- Born: Tofig Ibrahim oglu Mirzayev June 16, 1932 Baku, Azerbaijan SSR, Transcaucasian SFSR, USSR
- Died: July 21, 2026 (aged 94) Beersheba, Southern District, Israel
- Education: Azerbaijan State University of Culture and Arts
- Occupation: Actor
- Years active: 1956–2016
- Father: Ibrahim Mirzoyev

= Tofig Mirzoyev =

Azerbaijani actor (1932–2026)

Tofig Ibrahim oglu Mirzoyev (Tofiq İbrahim oğlu Mirzəyev; June 16, 1932 – July 21, 2026) was an Azerbaijani actor, film director and musician.

==Life and career==
Tofig Ibrahim oglu Mirzoyev was born in Baku on June 16, 1932. He was the son of Ibrahim Mirzoyev, an actor, and his wife, Bella Ilyinshina. His mother had a Jewish origin. Mirzoyev had two siblings, Teymur Mirzoyev, a famous musician, and Leya Mirzoyev.

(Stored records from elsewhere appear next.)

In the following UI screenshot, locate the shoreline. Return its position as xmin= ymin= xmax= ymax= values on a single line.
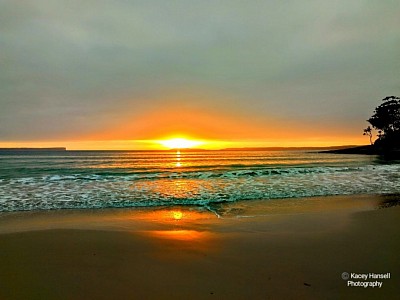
xmin=0 ymin=195 xmax=400 ymax=299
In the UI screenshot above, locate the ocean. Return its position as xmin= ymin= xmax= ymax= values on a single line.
xmin=0 ymin=150 xmax=400 ymax=212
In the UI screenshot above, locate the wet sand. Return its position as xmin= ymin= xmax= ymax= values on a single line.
xmin=0 ymin=195 xmax=400 ymax=299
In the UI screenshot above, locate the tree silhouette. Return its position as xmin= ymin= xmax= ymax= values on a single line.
xmin=363 ymin=126 xmax=373 ymax=145
xmin=364 ymin=96 xmax=400 ymax=148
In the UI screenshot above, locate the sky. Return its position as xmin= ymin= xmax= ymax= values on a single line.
xmin=0 ymin=0 xmax=400 ymax=149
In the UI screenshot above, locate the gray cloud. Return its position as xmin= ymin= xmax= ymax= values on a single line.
xmin=0 ymin=0 xmax=400 ymax=140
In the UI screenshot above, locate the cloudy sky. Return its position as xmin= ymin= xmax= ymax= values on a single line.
xmin=0 ymin=0 xmax=400 ymax=148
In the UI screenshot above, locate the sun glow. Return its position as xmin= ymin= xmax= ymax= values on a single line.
xmin=158 ymin=138 xmax=204 ymax=149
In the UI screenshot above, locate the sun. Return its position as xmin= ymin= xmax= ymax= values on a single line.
xmin=158 ymin=138 xmax=204 ymax=149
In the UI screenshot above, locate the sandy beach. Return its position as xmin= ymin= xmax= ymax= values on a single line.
xmin=0 ymin=195 xmax=400 ymax=299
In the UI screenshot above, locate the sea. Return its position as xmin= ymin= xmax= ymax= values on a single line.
xmin=0 ymin=150 xmax=400 ymax=212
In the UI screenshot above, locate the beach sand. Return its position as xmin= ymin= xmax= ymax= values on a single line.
xmin=0 ymin=195 xmax=400 ymax=299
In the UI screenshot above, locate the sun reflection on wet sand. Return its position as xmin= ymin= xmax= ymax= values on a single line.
xmin=148 ymin=229 xmax=209 ymax=241
xmin=136 ymin=208 xmax=215 ymax=241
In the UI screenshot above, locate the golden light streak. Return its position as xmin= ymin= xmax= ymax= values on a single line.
xmin=158 ymin=138 xmax=204 ymax=149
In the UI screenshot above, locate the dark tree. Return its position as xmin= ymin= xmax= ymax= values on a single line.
xmin=364 ymin=96 xmax=400 ymax=148
xmin=363 ymin=126 xmax=373 ymax=145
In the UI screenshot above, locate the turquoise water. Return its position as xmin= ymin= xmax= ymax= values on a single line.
xmin=0 ymin=151 xmax=400 ymax=211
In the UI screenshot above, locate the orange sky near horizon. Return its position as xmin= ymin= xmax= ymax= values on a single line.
xmin=0 ymin=95 xmax=368 ymax=150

During World War II, Ibrahim Mirzoyev fought at the front. During the war, his mother, brother, and sister Leya moved to Gadabay at the insistence of their relatives, stayed there until the end of the war, and then returned to Baku. He graduated from the clarinet class of the National Conservatory of Azerbaijan. First in Baku, then in Moscow. Niyazi, an Azerbaijani conductor and composer, saw him as a clarinetist and invited him to the State Symphony Orchestra, and under the leadership of the maestro, Tofig began to perform Azerbaijani and world symphonic music as part of the orchestra. But Tofig was interested in jazz as well as classical music from a very young age. He was not content with just being interested, but performed jazz music with such famous Azerbaijani jazzmen as Parviz Rustambeyov, Vagif Mustafazadeh and Tofig Shabanov. However, a sudden illness made him quit his music career.

Mirzoyev changed his career and went to Moscow to study to become a director. After completing the courses, he acquired the profession of director. Then, he got a job at AzTV, where he worked for 25 years. At that time, Arif Babayev, the chief director of AzTV, helped him in his first steps on television and then in cinema. The films shot with his participation are included in the golden fund of Azerbaijani Cinematography.In the 1990s, Tofik moved to Israel. He was a member of the Haifa-Baku society.

Mirzoyev died in Beersheba on July 21, 2026, at the age of 94.